Born in Geneva, in 1957, Didier Pittet is a Swiss professor of medicine. Observing that the rate of nosocomial infections depended directly on hand hygiene, in 1995 he recommended providing the disinfectant solution now used by almost all hospitals throughout the world. By placing the formulas in the public domain, he enabled all of the world’s countries to produce it at very low cost, with resources available locally (leftover sugarcane husks, for example) Within WHO, he has been leading a worldwide campaign to make the use of alcohol-based handrubs a universal standard of health care. For his services, Didier Pittet was named a Commander of the British Empire by Queen Elizabeth II. Today is name is mentioned as a possible candidate for a Nobel Peace Prize.
en.wikipedia.org/wiki/Didier_Pittet

Thierry Crouzet

Born in 1963, Thierry Crouzet is a French blogger, essay writer, and novelist.

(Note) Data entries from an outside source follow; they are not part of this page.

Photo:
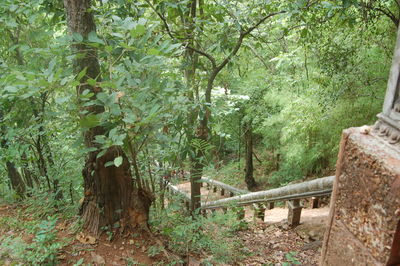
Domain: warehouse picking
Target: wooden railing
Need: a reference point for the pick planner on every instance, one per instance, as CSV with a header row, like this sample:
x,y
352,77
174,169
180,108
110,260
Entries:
x,y
313,189
215,185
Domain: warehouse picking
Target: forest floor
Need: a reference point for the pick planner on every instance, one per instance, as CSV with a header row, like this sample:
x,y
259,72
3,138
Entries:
x,y
268,243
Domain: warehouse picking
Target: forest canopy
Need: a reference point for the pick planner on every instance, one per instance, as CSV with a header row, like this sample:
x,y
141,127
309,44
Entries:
x,y
137,90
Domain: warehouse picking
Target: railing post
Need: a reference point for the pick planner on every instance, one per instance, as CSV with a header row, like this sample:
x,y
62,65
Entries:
x,y
271,205
240,213
260,211
294,212
314,202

A self-proclaimed Commonist, he advocates an economy of peace, based on gifts, as opposed to a predatory economy characterized by the use of patents. Didier Pittet’s crusade and his gesture to make alcohol-based handrubs universally available was a perfect illustration in his eyes of the potential for an economy of sharing. Clean Hands Save Lives tells the story of this crusade for safer health care. Thierry Crouzet has notably published Le Peuple des connecteurs [The Connected People], a reflection on our networked society; J’ai débranché [How I Unplugged], a tale of digital burnout; and La Quatrième théorie [The Fourth Theory], a political techno-thriller.